You don’t have to believe that America is an inherently racist nation to see a problem with these numbers and the attitudes they represent. You can — and should — disagree with the 11% who think our nation was founded on principles of white supremacy and discrimination while still being troubled about the enormous gap between the views of Black Americans and the rest of the nation.

Unlike the pandemic, there is nothing the pharmaceutical companies can do to address this problem by year end. And there are no government policies or programs that will magically put this issue behind us before the next election or two. Instead, this is something the American people need to work on in their daily lives for the next generation or two.
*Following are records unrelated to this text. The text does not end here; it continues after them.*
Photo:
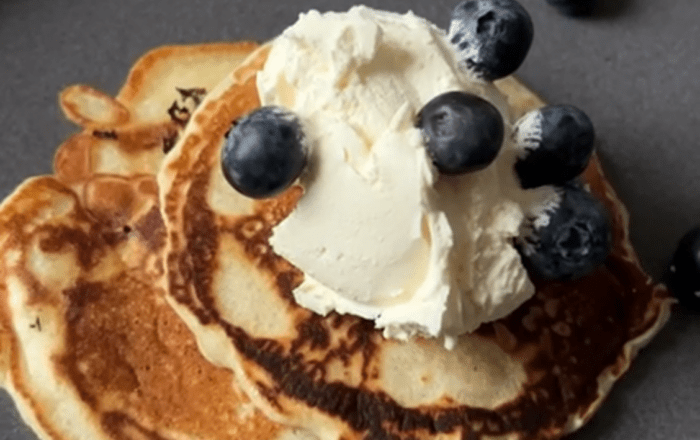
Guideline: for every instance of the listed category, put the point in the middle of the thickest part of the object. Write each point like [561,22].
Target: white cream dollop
[378,233]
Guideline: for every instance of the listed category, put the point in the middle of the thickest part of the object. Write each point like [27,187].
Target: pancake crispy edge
[89,349]
[539,373]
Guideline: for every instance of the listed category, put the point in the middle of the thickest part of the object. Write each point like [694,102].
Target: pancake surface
[539,373]
[89,348]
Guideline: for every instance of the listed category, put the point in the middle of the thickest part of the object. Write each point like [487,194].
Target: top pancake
[89,348]
[538,373]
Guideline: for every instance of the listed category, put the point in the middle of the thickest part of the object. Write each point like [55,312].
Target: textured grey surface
[633,70]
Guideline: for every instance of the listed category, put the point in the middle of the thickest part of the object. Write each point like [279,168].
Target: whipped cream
[378,232]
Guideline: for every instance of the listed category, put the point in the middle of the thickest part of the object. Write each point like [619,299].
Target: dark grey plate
[633,70]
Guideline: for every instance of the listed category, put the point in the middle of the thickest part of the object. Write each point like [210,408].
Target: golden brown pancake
[539,373]
[89,348]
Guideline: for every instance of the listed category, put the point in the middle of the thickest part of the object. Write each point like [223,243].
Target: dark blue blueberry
[574,8]
[683,274]
[491,36]
[557,142]
[574,241]
[263,153]
[462,132]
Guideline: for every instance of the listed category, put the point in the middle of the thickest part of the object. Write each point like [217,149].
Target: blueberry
[683,274]
[462,132]
[556,143]
[491,36]
[574,8]
[569,241]
[263,153]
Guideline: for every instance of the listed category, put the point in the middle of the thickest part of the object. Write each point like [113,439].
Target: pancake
[89,348]
[131,133]
[539,373]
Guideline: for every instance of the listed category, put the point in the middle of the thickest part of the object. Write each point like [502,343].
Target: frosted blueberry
[491,36]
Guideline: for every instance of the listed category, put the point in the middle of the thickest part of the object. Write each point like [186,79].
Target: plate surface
[632,69]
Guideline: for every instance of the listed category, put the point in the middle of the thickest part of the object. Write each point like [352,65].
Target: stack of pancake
[140,297]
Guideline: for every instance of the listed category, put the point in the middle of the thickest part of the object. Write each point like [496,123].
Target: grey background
[632,68]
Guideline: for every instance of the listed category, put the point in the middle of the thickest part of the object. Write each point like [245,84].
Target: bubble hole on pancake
[89,348]
[537,373]
[131,133]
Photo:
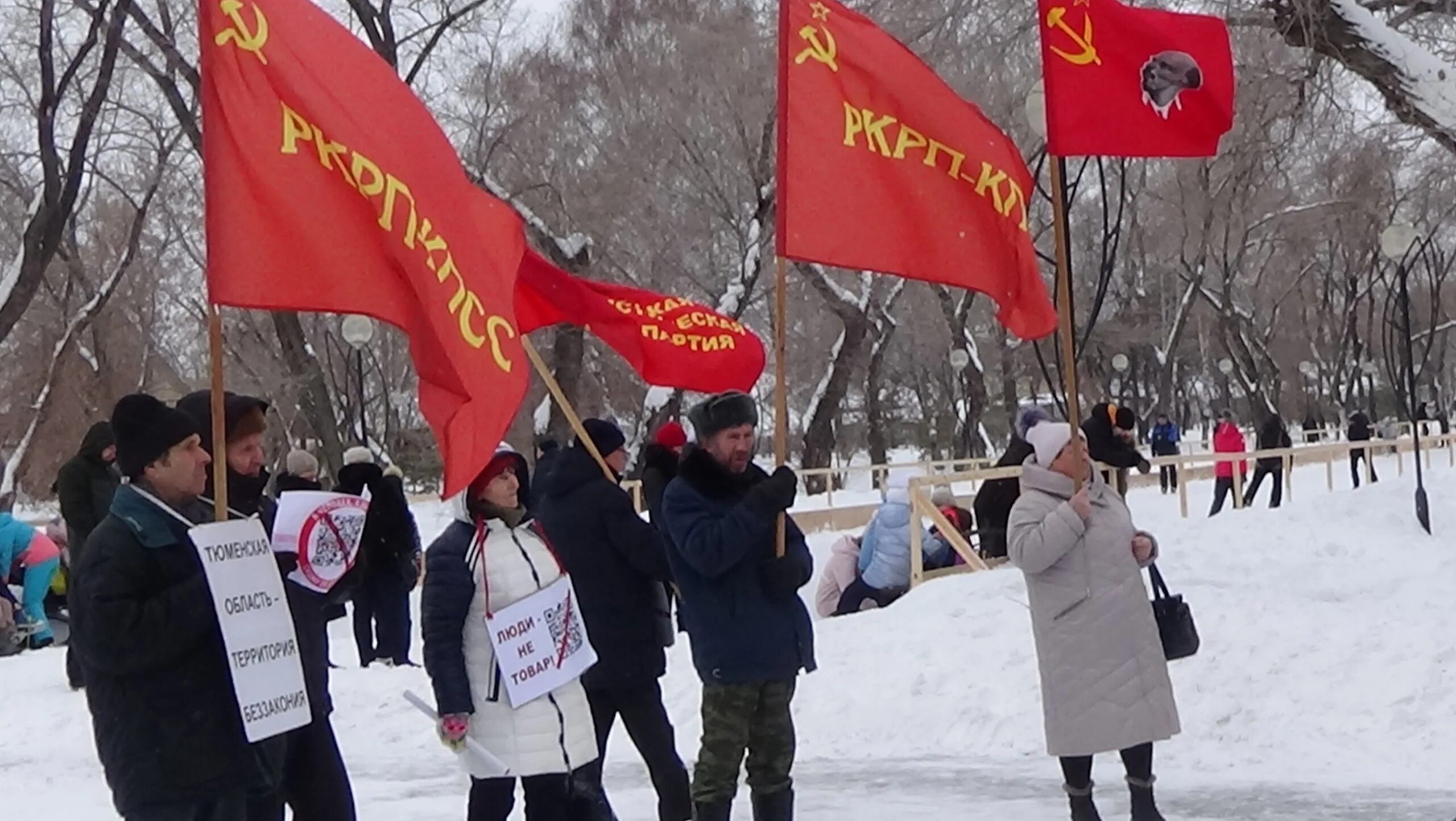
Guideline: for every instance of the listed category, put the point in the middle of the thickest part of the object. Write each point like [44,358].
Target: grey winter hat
[724,411]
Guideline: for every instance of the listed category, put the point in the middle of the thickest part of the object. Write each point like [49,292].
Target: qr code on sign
[565,632]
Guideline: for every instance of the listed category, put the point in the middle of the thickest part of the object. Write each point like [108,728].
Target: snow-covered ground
[1325,689]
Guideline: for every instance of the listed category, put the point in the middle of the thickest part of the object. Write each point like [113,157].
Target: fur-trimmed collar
[713,480]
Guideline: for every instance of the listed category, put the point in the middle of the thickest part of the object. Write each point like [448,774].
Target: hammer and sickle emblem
[823,51]
[239,34]
[1056,19]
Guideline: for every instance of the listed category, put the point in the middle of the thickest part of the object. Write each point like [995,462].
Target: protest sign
[325,530]
[541,642]
[253,612]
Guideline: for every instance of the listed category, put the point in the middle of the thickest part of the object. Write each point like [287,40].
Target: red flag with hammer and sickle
[331,188]
[883,166]
[669,341]
[1126,82]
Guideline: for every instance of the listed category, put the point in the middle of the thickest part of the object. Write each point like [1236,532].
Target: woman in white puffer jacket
[494,556]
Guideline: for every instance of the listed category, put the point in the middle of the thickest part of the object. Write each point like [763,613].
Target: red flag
[1135,82]
[667,341]
[883,166]
[331,188]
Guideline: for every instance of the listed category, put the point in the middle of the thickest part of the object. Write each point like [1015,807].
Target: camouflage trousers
[739,718]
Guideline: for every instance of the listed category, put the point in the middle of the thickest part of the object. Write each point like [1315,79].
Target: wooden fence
[1189,467]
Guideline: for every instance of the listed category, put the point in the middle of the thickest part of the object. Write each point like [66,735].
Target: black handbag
[1174,621]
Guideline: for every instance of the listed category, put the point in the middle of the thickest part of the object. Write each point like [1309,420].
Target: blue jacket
[1165,439]
[884,554]
[15,538]
[719,539]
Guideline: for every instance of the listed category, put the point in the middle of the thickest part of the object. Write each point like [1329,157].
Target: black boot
[1081,799]
[715,811]
[774,807]
[1143,806]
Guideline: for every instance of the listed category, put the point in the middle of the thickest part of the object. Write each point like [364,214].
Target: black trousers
[1222,489]
[548,798]
[232,807]
[315,783]
[646,718]
[1168,476]
[382,619]
[858,592]
[1356,457]
[1276,494]
[1136,760]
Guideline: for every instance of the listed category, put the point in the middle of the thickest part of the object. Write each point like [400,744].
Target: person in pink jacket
[1226,439]
[839,572]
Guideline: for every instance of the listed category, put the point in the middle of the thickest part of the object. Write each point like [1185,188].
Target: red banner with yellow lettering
[883,166]
[667,341]
[331,188]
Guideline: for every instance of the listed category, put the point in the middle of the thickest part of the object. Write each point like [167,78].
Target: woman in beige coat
[1104,676]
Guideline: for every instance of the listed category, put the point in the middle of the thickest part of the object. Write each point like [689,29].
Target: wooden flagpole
[214,332]
[781,390]
[565,408]
[1066,325]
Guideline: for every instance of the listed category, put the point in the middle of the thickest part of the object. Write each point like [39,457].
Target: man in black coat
[311,770]
[86,485]
[995,500]
[389,549]
[1360,431]
[1273,436]
[167,723]
[1110,433]
[618,564]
Fortunately, while there are no magical fixes available, there are some encouraging signs.

On the important question of how to get from here to there, my latest polling found another piece of common ground. When it comes to making important decisions affecting people you care about and your community 70% of all voters trust everyday Americans more than political and economic leaders. That view is held by 70% of Black voters as well.

To the degree that the struggle for racial equality is a battle for the hearts and minds of the American people, the battle has largely been won. There is obviously a lot more work to be done in terms of translating the belief in equality to the reality of equality in day-to-day life. That is the challenge for our time. It is an essential part of the larger effort to move our nation ever closer to living up to its noble founding ideals.

Scott Rasmussen is an American political analyst and digital media entrepreneur. He is the author of “The Sun is Still Rising: Politics Has Failed But America Will Not.”